This blog will include the sermons I have preached as a lay minister with the Anglican Parish of South Queens in the Diocese of NS and PEI in the Anglican Church of Canada. Because my preaching schedule varies, the frequency of postings will vary.
I hope that these sermons will enrich your spiritual life as much as they have enriched mine.
Friday, 7 March 2014
Matthew 25:31-46 Love and Compassion-the Key to Our Future
She wore her characteristic Indian sari with the blue
border that represented the Missionaries of Charity, the order she founded in
1949. Her years on earth had bent her already small frame, but there was
nothing small about Mother Teresa’s presence.
Who would have ever thought that this small Albanian
woman would be an agent for change? She was shy and introverted as a child, and
she was in fragile health. She was one of three children of a generous but
unremarkable businessman. Yet somewhere along her life’s journey, she became
convinced that Jesus walked in the “distressing disguise of the poor,” and she
set out to love him by loving them. In 1989, she told a reporter that her
Missionaries had picked up around 54,000 people from the streets of Calcutta,
India and that 24,000 or so had died in her care.

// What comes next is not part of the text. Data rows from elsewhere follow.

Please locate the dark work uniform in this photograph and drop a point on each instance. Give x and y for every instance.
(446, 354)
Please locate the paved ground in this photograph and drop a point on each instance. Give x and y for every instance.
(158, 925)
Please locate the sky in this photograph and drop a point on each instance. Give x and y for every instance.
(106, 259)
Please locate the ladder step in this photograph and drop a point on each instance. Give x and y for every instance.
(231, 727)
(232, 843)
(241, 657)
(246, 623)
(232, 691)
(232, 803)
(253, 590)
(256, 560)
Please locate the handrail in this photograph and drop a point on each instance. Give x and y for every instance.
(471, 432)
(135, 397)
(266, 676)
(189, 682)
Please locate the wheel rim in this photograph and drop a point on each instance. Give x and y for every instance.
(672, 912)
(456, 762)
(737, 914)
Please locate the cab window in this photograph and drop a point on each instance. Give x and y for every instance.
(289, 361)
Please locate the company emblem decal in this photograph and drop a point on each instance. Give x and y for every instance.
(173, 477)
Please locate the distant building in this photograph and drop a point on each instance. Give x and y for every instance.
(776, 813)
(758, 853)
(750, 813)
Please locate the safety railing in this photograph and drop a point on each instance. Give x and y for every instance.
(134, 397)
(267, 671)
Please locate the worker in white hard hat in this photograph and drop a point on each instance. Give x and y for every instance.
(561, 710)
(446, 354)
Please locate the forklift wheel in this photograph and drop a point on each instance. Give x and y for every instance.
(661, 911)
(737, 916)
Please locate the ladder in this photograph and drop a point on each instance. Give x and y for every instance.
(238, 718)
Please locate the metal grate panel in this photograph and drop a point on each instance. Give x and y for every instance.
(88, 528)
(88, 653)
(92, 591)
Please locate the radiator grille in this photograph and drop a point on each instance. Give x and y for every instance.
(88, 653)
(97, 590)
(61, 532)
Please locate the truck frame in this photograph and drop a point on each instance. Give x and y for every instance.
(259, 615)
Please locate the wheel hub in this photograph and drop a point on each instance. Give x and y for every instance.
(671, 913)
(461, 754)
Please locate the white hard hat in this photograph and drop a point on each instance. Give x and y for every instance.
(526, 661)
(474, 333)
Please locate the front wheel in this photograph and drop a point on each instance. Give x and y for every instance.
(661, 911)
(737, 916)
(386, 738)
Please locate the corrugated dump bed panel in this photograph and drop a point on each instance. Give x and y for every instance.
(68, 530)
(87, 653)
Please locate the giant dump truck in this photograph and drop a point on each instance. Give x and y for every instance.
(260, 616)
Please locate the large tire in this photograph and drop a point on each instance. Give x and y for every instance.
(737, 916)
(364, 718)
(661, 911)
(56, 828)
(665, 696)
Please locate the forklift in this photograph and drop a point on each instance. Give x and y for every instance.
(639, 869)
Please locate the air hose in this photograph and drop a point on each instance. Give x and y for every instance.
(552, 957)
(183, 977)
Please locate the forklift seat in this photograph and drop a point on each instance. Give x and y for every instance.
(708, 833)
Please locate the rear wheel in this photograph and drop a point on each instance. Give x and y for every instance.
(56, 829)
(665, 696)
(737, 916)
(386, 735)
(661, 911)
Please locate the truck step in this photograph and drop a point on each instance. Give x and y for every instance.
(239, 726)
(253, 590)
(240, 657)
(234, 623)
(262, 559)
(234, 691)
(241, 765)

None of us can help everyone, but all of us can help
someone, and when we help them, we serve Jesus. When we do, we will hear the
words of Matthew 25:40, “Truly I tell you, whatever you did for one of the
least of these brothers and sisters of mine, you did for me”.
Today marks the end of the church year. Next week, we
will celebrate the beginning of the Advent season. It is a season of
preparation for the coming of Christ, and not just his first coming as an
infant in that stable in Bethlehem over 2,000 years ago. We will also remember
that he will come again at the end of the age to set up his kingdom here on
earth. No one knows when it will happen, and Jesus warned us not to try to
predict when it will happen, but we must always be ready because it can happen
at any time.
When he comes to earth to judge the people, he will
judge them by what they have done for others and by what they have shared with
others and not by what they know or who they know or by their church
membership. We see Jesus through the eyes of compassion, and we can see that
compassion in the work done by health care workers or emergency personnel such
as police officers, paramedics or fire fighters.

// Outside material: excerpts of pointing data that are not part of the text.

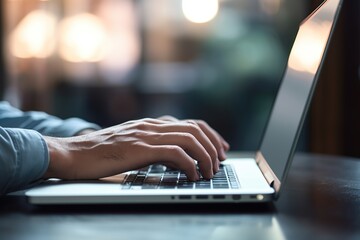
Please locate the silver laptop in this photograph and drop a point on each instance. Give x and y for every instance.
(246, 179)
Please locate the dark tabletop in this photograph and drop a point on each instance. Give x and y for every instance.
(320, 200)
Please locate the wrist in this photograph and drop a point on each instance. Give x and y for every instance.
(59, 159)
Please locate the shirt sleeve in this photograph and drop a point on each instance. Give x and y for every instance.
(24, 158)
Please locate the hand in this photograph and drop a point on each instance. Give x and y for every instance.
(136, 144)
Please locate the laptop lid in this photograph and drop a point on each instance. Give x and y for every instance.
(296, 89)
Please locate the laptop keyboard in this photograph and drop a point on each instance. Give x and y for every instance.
(162, 177)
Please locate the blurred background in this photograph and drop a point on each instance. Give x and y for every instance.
(109, 61)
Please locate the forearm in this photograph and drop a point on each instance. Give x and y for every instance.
(23, 158)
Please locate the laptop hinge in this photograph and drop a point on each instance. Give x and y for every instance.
(268, 173)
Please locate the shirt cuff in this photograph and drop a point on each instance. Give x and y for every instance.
(31, 160)
(70, 127)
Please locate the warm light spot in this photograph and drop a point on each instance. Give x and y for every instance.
(270, 6)
(34, 36)
(309, 46)
(200, 11)
(82, 38)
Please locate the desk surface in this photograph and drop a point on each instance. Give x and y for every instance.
(320, 200)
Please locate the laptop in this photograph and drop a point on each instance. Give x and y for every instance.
(258, 178)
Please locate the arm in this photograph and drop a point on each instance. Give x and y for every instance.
(23, 158)
(136, 144)
(24, 154)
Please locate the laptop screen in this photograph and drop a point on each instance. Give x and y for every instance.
(293, 98)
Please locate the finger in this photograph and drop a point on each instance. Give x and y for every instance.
(168, 118)
(193, 129)
(175, 157)
(219, 143)
(191, 146)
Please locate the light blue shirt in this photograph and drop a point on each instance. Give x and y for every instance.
(24, 156)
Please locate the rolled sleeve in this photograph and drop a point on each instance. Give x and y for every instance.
(24, 158)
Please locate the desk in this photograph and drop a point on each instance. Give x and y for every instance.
(320, 200)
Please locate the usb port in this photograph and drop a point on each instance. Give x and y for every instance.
(219, 197)
(201, 197)
(184, 197)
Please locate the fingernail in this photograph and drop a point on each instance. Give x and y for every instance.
(223, 154)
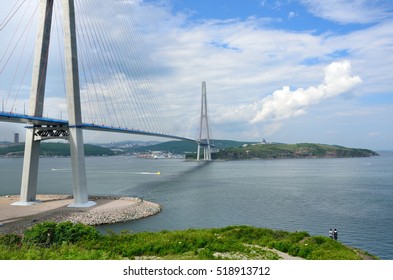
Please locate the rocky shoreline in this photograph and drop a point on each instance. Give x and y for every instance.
(108, 210)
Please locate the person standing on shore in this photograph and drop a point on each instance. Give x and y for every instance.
(335, 234)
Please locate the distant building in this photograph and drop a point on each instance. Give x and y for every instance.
(16, 138)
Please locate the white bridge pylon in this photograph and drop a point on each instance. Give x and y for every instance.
(37, 94)
(204, 132)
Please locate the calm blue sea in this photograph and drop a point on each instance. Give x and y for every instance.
(354, 195)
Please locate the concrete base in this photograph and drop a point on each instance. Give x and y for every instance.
(82, 205)
(26, 203)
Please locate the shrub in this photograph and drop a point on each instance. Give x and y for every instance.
(47, 233)
(11, 239)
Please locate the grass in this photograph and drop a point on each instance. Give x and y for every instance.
(67, 241)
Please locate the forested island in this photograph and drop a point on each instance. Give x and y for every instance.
(303, 150)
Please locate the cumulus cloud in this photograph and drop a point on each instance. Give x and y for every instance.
(350, 11)
(285, 103)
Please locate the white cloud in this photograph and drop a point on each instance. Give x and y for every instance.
(350, 11)
(286, 103)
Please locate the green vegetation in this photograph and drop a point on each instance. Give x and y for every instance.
(56, 149)
(183, 147)
(304, 150)
(65, 241)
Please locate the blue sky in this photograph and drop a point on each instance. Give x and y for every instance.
(284, 70)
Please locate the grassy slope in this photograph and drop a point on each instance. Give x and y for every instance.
(68, 241)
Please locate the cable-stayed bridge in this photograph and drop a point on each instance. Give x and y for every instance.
(104, 88)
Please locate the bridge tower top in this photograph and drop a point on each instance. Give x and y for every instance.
(204, 131)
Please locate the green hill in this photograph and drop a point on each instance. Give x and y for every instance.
(303, 150)
(184, 147)
(67, 241)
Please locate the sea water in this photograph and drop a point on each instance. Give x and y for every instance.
(354, 195)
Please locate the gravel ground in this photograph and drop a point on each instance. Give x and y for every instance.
(108, 210)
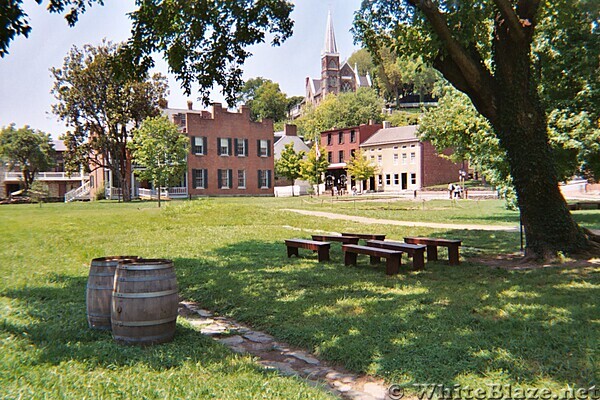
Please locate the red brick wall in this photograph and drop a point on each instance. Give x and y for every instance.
(224, 124)
(363, 132)
(435, 169)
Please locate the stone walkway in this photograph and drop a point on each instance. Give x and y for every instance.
(435, 225)
(287, 360)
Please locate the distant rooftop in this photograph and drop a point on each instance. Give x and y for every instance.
(393, 135)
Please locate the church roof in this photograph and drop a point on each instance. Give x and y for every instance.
(329, 47)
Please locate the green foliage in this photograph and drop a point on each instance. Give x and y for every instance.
(15, 21)
(360, 167)
(159, 147)
(314, 165)
(361, 58)
(205, 42)
(102, 104)
(29, 150)
(289, 163)
(341, 111)
(403, 118)
(474, 325)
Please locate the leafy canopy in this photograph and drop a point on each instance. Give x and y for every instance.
(29, 150)
(344, 110)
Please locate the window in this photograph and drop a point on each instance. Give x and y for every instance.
(199, 145)
(241, 179)
(264, 179)
(264, 148)
(199, 178)
(225, 176)
(241, 147)
(224, 146)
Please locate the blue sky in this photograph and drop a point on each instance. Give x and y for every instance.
(25, 80)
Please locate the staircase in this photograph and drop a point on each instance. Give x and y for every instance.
(80, 193)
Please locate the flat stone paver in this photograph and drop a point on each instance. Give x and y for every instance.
(434, 225)
(287, 360)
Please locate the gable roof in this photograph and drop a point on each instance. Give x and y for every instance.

The story of the last judgment in Matthew 25:31-46 is
the minimum standard of behaviour that applies to all of us. Christ sees what
we do because he is the recipient of our acts of kindness and mercy, no matter
how big or small they are. It is about the acts of compassion, justice and
gentleness which we do without having to think about them. What we do for
others, we do for Jesus. Then we will receive God’s mercy and love.
The acts of compassion we do for others are within the
reach of all of us. When we do these things, we tell others about Christ
through our actions. The judgment identifies Christ with the underprivileged,
so that anything we do for them is a deed of love for Christ. We must live like we take Jesus’ statement in
Matthew 25:31-46 seriously. What we do with the Good News of Jesus has enormous
consequences because the punishment of those who reject Jesus is just as
eternal as the reward of those who serve him. Failing to show compassion for
others condemns us to eternal damnation. Every person who receives Jesus Christ
as their Saviour and shows compassion will receive rewards individually. Our
service to others reflects the condition of our hearts. When we respond to
God’s call to serve, we know that we are ministering to Jesus himself.
Do we sometimes look at those who are in need and
refuse to help them because we think they deserved what happened to them? While
it is true that some are in their particular situation because of their own
actions, we are not to judge them or condemn them. Only God can do that,
because his standards are perfect and higher than ours. Our job is to show
Christ’s love by showing compassion for them, because when we do, we become
The story does simplify the basis on which God’s
judgment is made. It has to do with how each person responds to everyday
opportunities to help others in need. Jesus judges injustice instead of
perpetuating it. Life in God’s kingdom is not about what we have or who we are,
it’s about what we do. Random acts of kindness and serving the less fortunate
in the community are powerful ways of authenticating the gospel. Jesus calls us
to witness through our generosity. In the words of the Golden Rule, we are to
“do unto others as you would have them do unto you”
We must be prepared to minister to the poor wherever
God calls us to minister to them, whether it is in a nursing home or the local
food bank, around the corner or around the world. Parceling out this kind of
compassion will not result in loud whistles or applause. In fact, the best acts
of compassion will never be known to most people, nor will large sums of money
be dumped into our laps because we are committed to being helpful. Normally,
acts of mercy are done in obscurity on behalf of unknown people. Those who
would be greatest in God’s Kingdom are those who make themselves the least.
The good deeds commended in verses 25 and 26 are the
result of our salvation. They are the criteria that God will use for judgment,
because they are the evidence of our saving faith. We are to use our uniqueness
and our unique gifts to do God’s work in the world. The good news is that
Christians throughout the centuries, in response to the challenge of this
passage from Matthew’s Gospel, have tried to help people in need, and in the
process have made a better world. We, and they, will reap the reward of our
earthly actions on the Day of Judgment, when Christ will look at us and say,
“Well done, my good and faithful servants”.